Ellen Charry in her book By the Renewing of Your Minds says that our theology should create virtue in us.  It should help us flourish better as the people God made us to be.  What does my frustration say about my true theology?  If my God is as big I proclaim then where is the fruit of virtue causing me to flourish in this storm?  Who or what is really bigger:  God or the storm?

I know that it won’t always be this way.  As quickly as the rain rolled in last night, it will roll out.  Withstanding today’s storm requires that I not forget just that:  It’s only today’s storm.  But God’s goodness, truth, and love are mine for an eternity.  So for tonight, I’ll leave the mud-laden boots at the porch and I will bathe my frustrations in God’s mercy and grace with the hope that tomorrow I might more virtuously flourish as the person God made me to be.


He who dwells in the shadow of the Most High will rest in the shadow of the Almighty”             Psalm 91:1.

It’s been a hot week in Los Angeles.  The weather has been discomforting and the heat of relationships, health challenges, work strain, and life responsibilities has reached a new intensity. I am in need of shade.

Finding shade without shadows is a challenge.  As Christ-followers we are called to live as children of light.  We are to have nothing to do with darkness.  But let’s face it, when life is tough we all want to find a dark, little corner in which we can hide away.

I’ve been actively resisting the shadows of darkness for dwelling in the shade of Christ.

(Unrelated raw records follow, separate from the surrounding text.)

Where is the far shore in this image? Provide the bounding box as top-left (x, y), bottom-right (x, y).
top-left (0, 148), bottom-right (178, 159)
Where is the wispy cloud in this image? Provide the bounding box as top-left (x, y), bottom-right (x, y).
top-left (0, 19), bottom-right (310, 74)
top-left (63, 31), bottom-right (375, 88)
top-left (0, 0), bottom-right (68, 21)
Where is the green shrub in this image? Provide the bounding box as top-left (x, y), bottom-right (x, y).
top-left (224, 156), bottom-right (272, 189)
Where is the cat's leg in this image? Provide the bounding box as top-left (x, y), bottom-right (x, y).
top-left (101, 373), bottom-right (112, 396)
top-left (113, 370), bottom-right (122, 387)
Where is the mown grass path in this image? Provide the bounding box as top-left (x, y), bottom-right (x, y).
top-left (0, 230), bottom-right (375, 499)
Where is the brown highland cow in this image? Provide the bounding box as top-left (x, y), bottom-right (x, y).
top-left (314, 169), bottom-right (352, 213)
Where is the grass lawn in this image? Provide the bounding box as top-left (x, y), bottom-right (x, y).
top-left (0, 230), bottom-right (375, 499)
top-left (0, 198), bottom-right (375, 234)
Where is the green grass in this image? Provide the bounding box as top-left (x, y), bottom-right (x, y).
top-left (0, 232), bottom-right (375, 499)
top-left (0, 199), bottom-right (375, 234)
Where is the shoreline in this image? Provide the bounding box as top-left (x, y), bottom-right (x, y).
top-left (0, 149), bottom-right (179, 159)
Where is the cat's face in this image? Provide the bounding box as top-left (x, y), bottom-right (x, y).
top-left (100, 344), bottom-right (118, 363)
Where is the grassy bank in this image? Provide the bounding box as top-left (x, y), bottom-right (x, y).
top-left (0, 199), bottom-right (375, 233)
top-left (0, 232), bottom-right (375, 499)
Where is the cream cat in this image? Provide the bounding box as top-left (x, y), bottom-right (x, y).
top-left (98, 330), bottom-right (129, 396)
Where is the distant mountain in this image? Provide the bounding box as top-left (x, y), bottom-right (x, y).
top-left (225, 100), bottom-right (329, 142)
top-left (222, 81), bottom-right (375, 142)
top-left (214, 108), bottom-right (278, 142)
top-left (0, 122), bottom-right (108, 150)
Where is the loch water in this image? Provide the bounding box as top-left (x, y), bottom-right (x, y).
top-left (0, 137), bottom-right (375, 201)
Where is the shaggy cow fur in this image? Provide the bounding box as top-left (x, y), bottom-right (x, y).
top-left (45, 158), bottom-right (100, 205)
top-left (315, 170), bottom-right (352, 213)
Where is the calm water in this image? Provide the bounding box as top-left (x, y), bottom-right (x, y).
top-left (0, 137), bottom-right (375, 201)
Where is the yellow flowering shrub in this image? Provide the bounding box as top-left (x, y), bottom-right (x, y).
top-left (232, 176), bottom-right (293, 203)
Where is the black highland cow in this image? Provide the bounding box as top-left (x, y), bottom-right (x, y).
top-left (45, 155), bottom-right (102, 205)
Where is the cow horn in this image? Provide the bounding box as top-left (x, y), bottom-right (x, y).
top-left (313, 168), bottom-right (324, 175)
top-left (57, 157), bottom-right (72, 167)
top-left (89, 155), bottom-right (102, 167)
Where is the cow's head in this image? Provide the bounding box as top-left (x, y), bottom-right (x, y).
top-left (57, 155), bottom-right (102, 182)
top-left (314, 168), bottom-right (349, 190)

I don’t remember the origin anymore, but it is said that the essence of God is goodness, truth, and beauty. Yesterday this truth was called to mind in a conversation with a friend who is walking through a rough patch.  My comment to her was that in the intensity of tough times, we can recall God’s goodness, truth and beauty as a means of tuning up the strings of hope.

I believe this is what the psalmist had in mind when he penned Psalm 91.  Life is going to be tough. Our worship of God can easily get disrupted by life.  Thus, we are encouraged to ‘dwell’…to sit, abide, take comfort in God.  We can choose to find a dark corner in which to escape, or we choose to divert our eyes from the intensity of our circumstances to the immensity of God’s love.  We can recall what we know about Him,  consider His greatness and worth, and recount His magnificence.  As we do, the branches of His goodness, truth, and beauty spread out, enveloping us with His comforting shade.

May you, my friend, find yourself today lounging with a lemonade in hand, finding comfort and relief in the shade of God’s goodness, truth, and beauty!